At the beginning of 2017, 450 of them supported the call 'Don't sneak in with dementia'. They feel that a limit is being crossed for people with dementia who are no longer able to confirm their earlier death wish. Last year, two of these patients received euthanasia, three in 2017. However, the fierce discussion about this may also influence the opinion of doctors in other difficult cases.

The euthanasia in psychiatric patients is also the subject of much debate. Some of the doctors have fundamental objections. After all, when will a patient be treated out? And is it really the patient who wants to die, or is that wish the result of his illness? The number of euthanasia cases in psychiatric patients fell by almost 20 percent last year.
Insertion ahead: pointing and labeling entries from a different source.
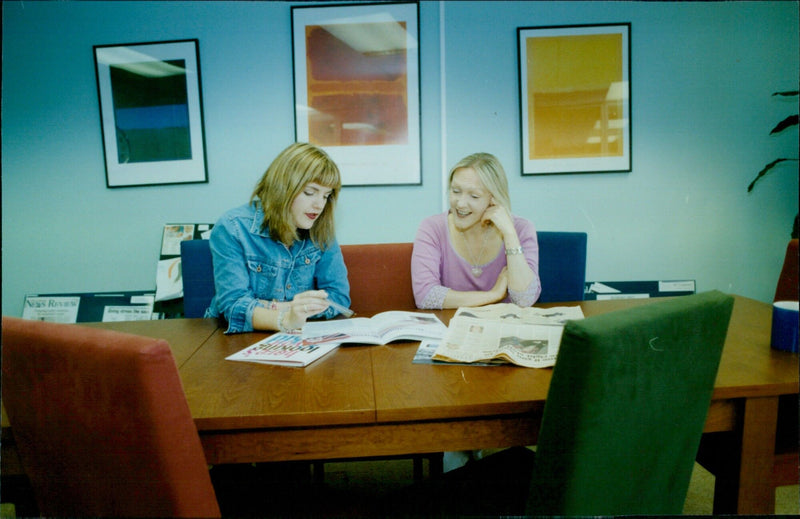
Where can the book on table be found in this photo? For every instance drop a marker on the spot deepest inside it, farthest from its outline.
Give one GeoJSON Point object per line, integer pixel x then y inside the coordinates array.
{"type": "Point", "coordinates": [505, 332]}
{"type": "Point", "coordinates": [381, 328]}
{"type": "Point", "coordinates": [285, 349]}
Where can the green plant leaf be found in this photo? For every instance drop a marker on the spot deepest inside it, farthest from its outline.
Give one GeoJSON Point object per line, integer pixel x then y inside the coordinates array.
{"type": "Point", "coordinates": [765, 170]}
{"type": "Point", "coordinates": [786, 123]}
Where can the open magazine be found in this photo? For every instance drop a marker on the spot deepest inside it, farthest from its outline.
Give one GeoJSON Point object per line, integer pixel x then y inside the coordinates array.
{"type": "Point", "coordinates": [381, 328]}
{"type": "Point", "coordinates": [528, 337]}
{"type": "Point", "coordinates": [285, 349]}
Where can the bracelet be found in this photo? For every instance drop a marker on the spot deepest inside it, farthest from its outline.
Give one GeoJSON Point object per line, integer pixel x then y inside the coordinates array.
{"type": "Point", "coordinates": [281, 327]}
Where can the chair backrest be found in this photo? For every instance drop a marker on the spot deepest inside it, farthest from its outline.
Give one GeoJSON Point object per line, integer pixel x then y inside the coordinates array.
{"type": "Point", "coordinates": [562, 265]}
{"type": "Point", "coordinates": [198, 277]}
{"type": "Point", "coordinates": [626, 408]}
{"type": "Point", "coordinates": [787, 289]}
{"type": "Point", "coordinates": [101, 423]}
{"type": "Point", "coordinates": [379, 276]}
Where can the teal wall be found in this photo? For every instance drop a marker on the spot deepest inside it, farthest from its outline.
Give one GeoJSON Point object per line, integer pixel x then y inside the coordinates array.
{"type": "Point", "coordinates": [702, 75]}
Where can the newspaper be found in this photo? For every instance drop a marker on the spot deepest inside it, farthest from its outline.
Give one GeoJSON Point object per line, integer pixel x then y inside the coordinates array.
{"type": "Point", "coordinates": [528, 337]}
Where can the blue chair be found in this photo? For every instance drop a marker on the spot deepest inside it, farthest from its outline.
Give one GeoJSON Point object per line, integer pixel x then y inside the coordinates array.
{"type": "Point", "coordinates": [198, 277]}
{"type": "Point", "coordinates": [562, 266]}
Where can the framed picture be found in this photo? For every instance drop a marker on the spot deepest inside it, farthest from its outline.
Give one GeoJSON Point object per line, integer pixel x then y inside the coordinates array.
{"type": "Point", "coordinates": [356, 88]}
{"type": "Point", "coordinates": [575, 102]}
{"type": "Point", "coordinates": [151, 113]}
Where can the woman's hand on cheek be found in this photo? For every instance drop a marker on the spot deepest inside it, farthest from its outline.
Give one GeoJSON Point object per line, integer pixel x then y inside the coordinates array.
{"type": "Point", "coordinates": [499, 217]}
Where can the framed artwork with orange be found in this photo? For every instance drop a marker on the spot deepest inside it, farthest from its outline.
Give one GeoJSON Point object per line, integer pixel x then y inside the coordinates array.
{"type": "Point", "coordinates": [575, 102]}
{"type": "Point", "coordinates": [356, 88]}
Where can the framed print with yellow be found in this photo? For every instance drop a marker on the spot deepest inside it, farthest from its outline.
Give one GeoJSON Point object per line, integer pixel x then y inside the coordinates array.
{"type": "Point", "coordinates": [356, 88]}
{"type": "Point", "coordinates": [575, 102]}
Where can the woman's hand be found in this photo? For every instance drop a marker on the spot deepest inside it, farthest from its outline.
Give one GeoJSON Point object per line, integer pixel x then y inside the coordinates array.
{"type": "Point", "coordinates": [499, 217]}
{"type": "Point", "coordinates": [303, 306]}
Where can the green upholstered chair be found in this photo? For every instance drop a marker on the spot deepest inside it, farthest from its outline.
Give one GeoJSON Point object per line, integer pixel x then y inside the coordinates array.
{"type": "Point", "coordinates": [102, 424]}
{"type": "Point", "coordinates": [624, 415]}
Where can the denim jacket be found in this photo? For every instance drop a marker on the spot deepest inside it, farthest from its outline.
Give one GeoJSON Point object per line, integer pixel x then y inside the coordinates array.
{"type": "Point", "coordinates": [249, 265]}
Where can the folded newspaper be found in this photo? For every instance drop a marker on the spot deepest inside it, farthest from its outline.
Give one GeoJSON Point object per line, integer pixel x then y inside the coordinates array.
{"type": "Point", "coordinates": [525, 336]}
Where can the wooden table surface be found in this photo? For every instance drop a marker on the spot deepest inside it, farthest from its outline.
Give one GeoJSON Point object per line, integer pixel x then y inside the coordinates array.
{"type": "Point", "coordinates": [363, 401]}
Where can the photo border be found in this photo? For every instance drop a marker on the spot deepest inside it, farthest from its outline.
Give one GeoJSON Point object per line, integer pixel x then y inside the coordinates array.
{"type": "Point", "coordinates": [364, 165]}
{"type": "Point", "coordinates": [122, 174]}
{"type": "Point", "coordinates": [574, 165]}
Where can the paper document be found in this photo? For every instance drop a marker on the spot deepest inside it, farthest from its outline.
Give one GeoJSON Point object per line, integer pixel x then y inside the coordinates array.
{"type": "Point", "coordinates": [525, 336]}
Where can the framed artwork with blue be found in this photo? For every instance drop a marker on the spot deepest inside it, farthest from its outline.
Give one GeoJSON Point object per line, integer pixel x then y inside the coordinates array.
{"type": "Point", "coordinates": [151, 113]}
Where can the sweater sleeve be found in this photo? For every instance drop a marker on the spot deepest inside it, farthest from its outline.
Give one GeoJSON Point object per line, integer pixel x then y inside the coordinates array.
{"type": "Point", "coordinates": [426, 264]}
{"type": "Point", "coordinates": [530, 247]}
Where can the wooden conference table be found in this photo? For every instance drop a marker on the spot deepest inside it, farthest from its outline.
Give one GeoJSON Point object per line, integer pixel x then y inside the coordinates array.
{"type": "Point", "coordinates": [361, 401]}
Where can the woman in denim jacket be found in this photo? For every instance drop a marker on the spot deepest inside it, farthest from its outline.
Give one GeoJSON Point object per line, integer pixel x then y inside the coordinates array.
{"type": "Point", "coordinates": [276, 259]}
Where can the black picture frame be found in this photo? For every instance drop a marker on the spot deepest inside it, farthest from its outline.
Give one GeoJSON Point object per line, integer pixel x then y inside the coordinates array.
{"type": "Point", "coordinates": [357, 88]}
{"type": "Point", "coordinates": [151, 113]}
{"type": "Point", "coordinates": [575, 98]}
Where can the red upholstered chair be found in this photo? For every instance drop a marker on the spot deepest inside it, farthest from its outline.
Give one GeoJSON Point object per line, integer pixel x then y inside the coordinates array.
{"type": "Point", "coordinates": [787, 289]}
{"type": "Point", "coordinates": [380, 277]}
{"type": "Point", "coordinates": [101, 423]}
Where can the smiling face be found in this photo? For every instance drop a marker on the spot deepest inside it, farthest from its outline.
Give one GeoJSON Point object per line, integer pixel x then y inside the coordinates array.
{"type": "Point", "coordinates": [469, 198]}
{"type": "Point", "coordinates": [309, 204]}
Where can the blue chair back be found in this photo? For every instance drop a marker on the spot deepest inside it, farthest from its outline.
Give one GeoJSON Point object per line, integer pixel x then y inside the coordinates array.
{"type": "Point", "coordinates": [562, 266]}
{"type": "Point", "coordinates": [198, 277]}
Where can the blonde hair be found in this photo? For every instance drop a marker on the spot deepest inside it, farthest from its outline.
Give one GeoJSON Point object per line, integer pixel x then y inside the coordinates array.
{"type": "Point", "coordinates": [490, 172]}
{"type": "Point", "coordinates": [284, 179]}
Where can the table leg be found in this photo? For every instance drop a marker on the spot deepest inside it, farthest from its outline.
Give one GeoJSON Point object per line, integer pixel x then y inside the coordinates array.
{"type": "Point", "coordinates": [744, 459]}
{"type": "Point", "coordinates": [756, 492]}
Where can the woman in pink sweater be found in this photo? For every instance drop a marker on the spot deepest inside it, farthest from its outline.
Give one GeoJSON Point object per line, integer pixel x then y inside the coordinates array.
{"type": "Point", "coordinates": [476, 253]}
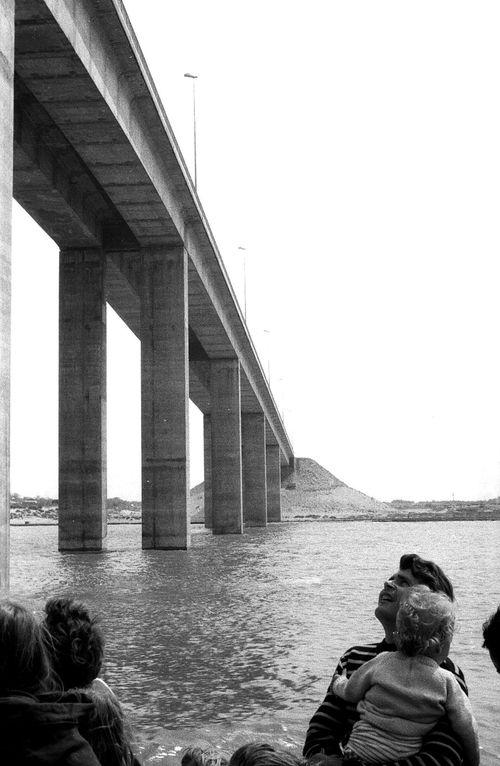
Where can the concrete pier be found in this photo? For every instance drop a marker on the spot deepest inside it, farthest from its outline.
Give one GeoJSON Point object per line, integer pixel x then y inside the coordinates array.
{"type": "Point", "coordinates": [227, 489]}
{"type": "Point", "coordinates": [6, 164]}
{"type": "Point", "coordinates": [165, 392]}
{"type": "Point", "coordinates": [87, 150]}
{"type": "Point", "coordinates": [273, 467]}
{"type": "Point", "coordinates": [253, 431]}
{"type": "Point", "coordinates": [82, 400]}
{"type": "Point", "coordinates": [207, 464]}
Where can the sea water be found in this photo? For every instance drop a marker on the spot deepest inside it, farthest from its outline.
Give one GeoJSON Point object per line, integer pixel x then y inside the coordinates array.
{"type": "Point", "coordinates": [237, 638]}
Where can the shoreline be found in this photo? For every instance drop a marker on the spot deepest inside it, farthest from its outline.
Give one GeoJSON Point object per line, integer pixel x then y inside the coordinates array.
{"type": "Point", "coordinates": [414, 519]}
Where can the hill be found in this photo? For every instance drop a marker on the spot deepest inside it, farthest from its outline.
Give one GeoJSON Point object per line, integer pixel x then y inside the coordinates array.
{"type": "Point", "coordinates": [312, 492]}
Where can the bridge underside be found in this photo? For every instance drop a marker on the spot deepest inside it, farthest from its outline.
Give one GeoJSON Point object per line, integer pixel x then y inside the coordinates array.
{"type": "Point", "coordinates": [94, 162]}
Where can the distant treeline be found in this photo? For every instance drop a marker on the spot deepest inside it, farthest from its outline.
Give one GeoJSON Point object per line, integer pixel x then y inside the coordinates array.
{"type": "Point", "coordinates": [113, 503]}
{"type": "Point", "coordinates": [442, 504]}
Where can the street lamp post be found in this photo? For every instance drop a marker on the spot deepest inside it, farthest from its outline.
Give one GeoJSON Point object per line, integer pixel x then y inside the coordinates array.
{"type": "Point", "coordinates": [194, 77]}
{"type": "Point", "coordinates": [244, 250]}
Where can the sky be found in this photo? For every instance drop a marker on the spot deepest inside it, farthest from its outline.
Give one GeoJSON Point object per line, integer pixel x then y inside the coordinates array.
{"type": "Point", "coordinates": [352, 149]}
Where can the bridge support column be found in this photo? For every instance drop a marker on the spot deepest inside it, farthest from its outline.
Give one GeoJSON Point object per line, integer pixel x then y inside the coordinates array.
{"type": "Point", "coordinates": [253, 442]}
{"type": "Point", "coordinates": [6, 154]}
{"type": "Point", "coordinates": [165, 398]}
{"type": "Point", "coordinates": [207, 460]}
{"type": "Point", "coordinates": [273, 466]}
{"type": "Point", "coordinates": [227, 491]}
{"type": "Point", "coordinates": [82, 400]}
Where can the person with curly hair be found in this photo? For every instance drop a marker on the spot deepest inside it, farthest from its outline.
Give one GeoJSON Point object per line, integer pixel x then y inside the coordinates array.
{"type": "Point", "coordinates": [331, 725]}
{"type": "Point", "coordinates": [491, 636]}
{"type": "Point", "coordinates": [38, 726]}
{"type": "Point", "coordinates": [401, 695]}
{"type": "Point", "coordinates": [75, 644]}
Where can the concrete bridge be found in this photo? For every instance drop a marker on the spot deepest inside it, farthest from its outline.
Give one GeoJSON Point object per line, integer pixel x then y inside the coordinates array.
{"type": "Point", "coordinates": [87, 150]}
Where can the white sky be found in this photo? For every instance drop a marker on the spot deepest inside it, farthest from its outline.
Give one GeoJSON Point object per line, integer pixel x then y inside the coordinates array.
{"type": "Point", "coordinates": [353, 149]}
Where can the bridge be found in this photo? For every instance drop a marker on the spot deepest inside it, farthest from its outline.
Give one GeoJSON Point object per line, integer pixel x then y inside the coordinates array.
{"type": "Point", "coordinates": [88, 152]}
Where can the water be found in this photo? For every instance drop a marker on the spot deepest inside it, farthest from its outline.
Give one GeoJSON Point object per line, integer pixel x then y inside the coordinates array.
{"type": "Point", "coordinates": [236, 639]}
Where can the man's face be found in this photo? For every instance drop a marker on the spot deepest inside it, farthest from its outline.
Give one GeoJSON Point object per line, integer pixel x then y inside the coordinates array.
{"type": "Point", "coordinates": [391, 594]}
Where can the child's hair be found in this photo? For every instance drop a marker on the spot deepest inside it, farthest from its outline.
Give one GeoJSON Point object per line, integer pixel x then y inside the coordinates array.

Next year it will become clear whether this year was a one-off downward leap, or whether doctors, under the influence of the social debate and the Public Prosecution Service, have taken a structurally different view of euthanasia.

There is another factor that should not be underestimated: the wave of flu in late 2017 and early 2018. Then more people died than one would expect: more than 9,000 more, especially the elderly. These undoubtedly included patients who would otherwise have wanted euthanasia. That, too, may have had an impact on the figure. But it is unlikely that there has been a change in patient demand for euthanasia.